Over 25 years of performing surgery, Continue to teach training educate both medical students and residents The ability to explain complex medical issues in a simple understanding manner to the court, attorneys, and the jury.
How often do you encounter cases similar to this one in your practice?
very common. . Gallbladder issues are very common whether it be problems with the biliary tree or pancreatitis.This is one of the more common scenarios that we see on daily basis In our academic institution at the VA medical center
Do you believe there might have been medical error?
Routine versus selective cholangiography has been a debate in surgery for almost 2 decades. Most surgeons practice selective intraoperative cholangiography (a smaller subset of surgeons perform cholangiography on all cases). The literature is full of debate on this but there is clear literature for indications for a selective cholangiography. In the end a cholangiogram should be considered for patients with an elevated bilirubin or a dilated CBD. In this case the patient had normal LFTs and a 3 mm CBD which is normal sized for a 45 year old. So the literature supports no cholangiogram for this patient. So the surgeons care was appropriate. The patient presented with acute cholecystitis (HIDA scan confirmed this) and the patient was offered a laparoscopic cholecystectomy. It appears the cholecystectomy was performed without complication and as noted a cholangiogram was not performed which as I mentioned above is appropriate for this patient.
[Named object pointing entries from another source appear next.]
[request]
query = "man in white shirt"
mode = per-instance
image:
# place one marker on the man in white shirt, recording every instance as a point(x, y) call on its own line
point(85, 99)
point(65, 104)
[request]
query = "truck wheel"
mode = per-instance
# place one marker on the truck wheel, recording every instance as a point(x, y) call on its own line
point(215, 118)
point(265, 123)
Do you believe there might have been causation (i.e. the medical error resulted in an injury)?
I do not believe not performing a cholangiogram in a patient who had no indication for a cholangiogram (normal bilirubin and normal sized CBD) is an error. If no error then no causation. Of note- clearly even with a normal total bilirubin and normal sized CBD one can pass or have a retained gallstone in ones CBD. This happens in probably < 2% of patients and usually presents with jaundice and epigastric pain and requires an ERCP in the postop setting. However- in this case unfortunately the patient's CBD stone or stones led to severe pancreatitis.
What makes you a good expert for this case?
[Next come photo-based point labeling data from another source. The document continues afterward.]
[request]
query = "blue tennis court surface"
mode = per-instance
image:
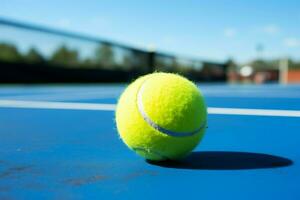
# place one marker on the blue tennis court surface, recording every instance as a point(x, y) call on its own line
point(60, 142)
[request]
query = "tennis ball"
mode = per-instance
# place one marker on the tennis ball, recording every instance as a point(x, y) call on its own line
point(161, 116)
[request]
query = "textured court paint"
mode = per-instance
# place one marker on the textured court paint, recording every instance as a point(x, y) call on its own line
point(111, 107)
point(60, 154)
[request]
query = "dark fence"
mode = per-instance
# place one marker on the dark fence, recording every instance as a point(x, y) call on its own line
point(34, 54)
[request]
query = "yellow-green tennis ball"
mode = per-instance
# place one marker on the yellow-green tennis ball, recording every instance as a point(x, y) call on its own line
point(161, 116)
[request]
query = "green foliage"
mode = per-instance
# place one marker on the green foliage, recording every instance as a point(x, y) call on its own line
point(8, 52)
point(65, 57)
point(104, 56)
point(33, 56)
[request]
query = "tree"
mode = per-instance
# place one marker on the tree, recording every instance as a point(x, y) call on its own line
point(134, 59)
point(104, 56)
point(64, 56)
point(33, 56)
point(8, 52)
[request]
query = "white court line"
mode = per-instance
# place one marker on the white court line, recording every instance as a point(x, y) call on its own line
point(112, 107)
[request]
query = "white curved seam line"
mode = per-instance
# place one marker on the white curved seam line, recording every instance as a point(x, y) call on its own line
point(156, 126)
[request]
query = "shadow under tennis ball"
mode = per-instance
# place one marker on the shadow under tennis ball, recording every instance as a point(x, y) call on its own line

I am currently an Assistant Professor of Surgery at a major medical school and serve in our department as the Chief of General Surgery as well as the Vice Chairman of Patient Safety and Quality. I have one of the busiest general surgery practices in Queens NY (a borough of NY city with > 2 million people) and perform a large number of cholecystectomies both electively and as an emergency (when I take call). My division/department that I oversee has 6 elective general surgeons and 6 emergency surgeons and we perform > 800 cholecystectomies a year or >15 a week. None of these 12 surgeons perform routine cholangiography. We perform cholangiography for mild bilirubin elevations or mildly dilated ducts with normal LFTs (if the bilirubin is > 3 or the CBD is quite dilated most get a preop MRCP and a GI consult in case the MRCP shows a CBD stone). Despite this we have had patients with retained CBD stones requiring a postop ERCP and the consensus across the department if the LFTs prior to surgery were normal and the CBD is not dilated - despite the postop complication of a retained stone requiring an ERCP the care was appropriate. Back to the case presented if a very busy department of surgery with 12 surgeons and > 800 surgeries a year practices selective cholangiography clearly the surgeon in this case cannot be accused of deviation from the standard of care. I would say he or she handled this case appropriately.
How often do you encounter cases similar to this one in your practice?
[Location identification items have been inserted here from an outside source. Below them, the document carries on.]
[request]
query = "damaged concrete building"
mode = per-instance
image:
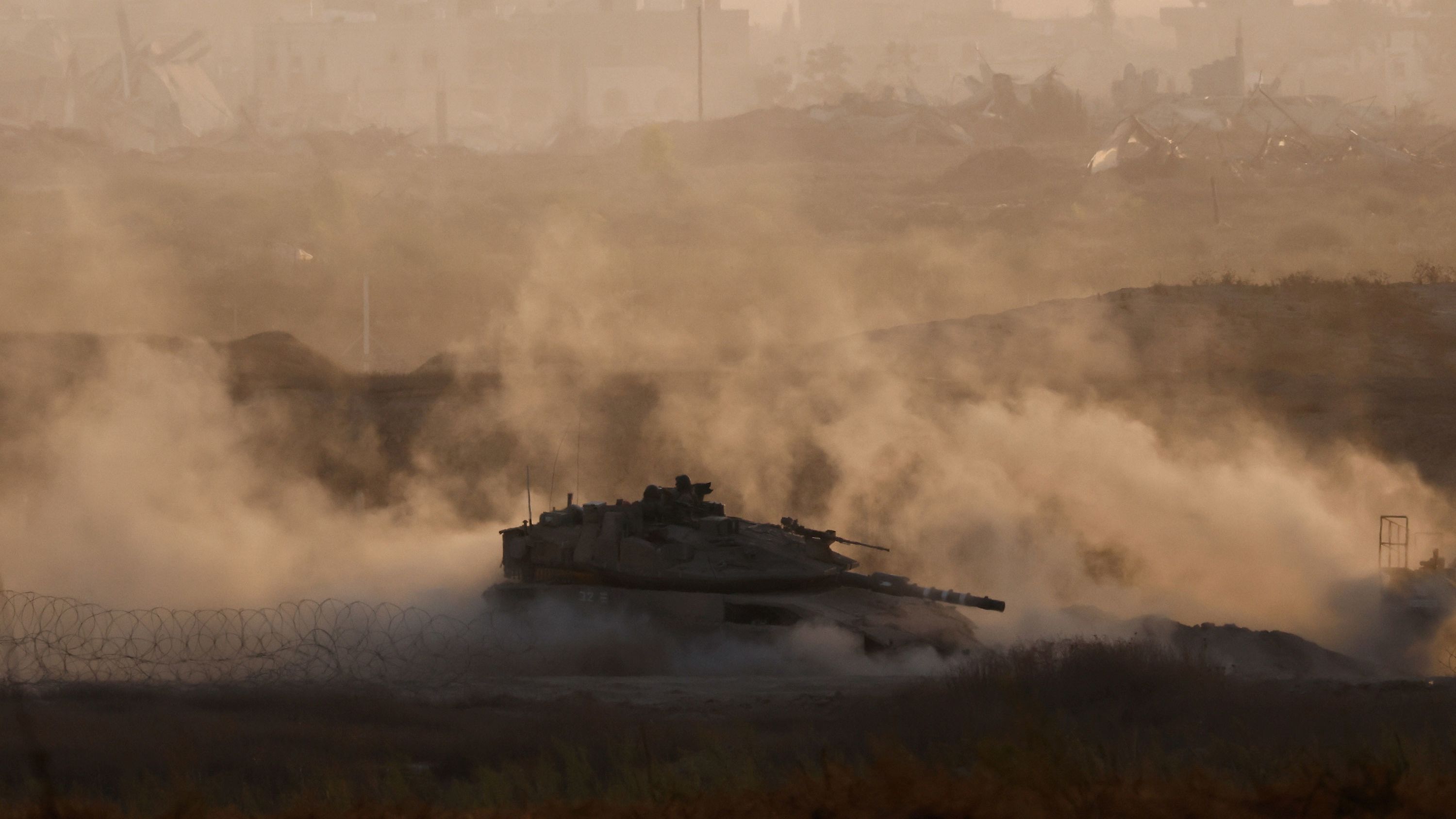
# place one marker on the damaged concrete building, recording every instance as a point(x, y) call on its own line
point(496, 76)
point(1353, 50)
As the chief of quality for the department I review all complications. About 3 years ago we had a similair case. An uneventful laparoscopic cholecystectomy with preop normal LFTs and CBD size (so no cholangioram was performed) who was discharged home and readmitted with severe pancreatitis requiring admission to the Surgical ICU and a period of intubation for respiratory failure. The patient eventually recovered and was discharged home.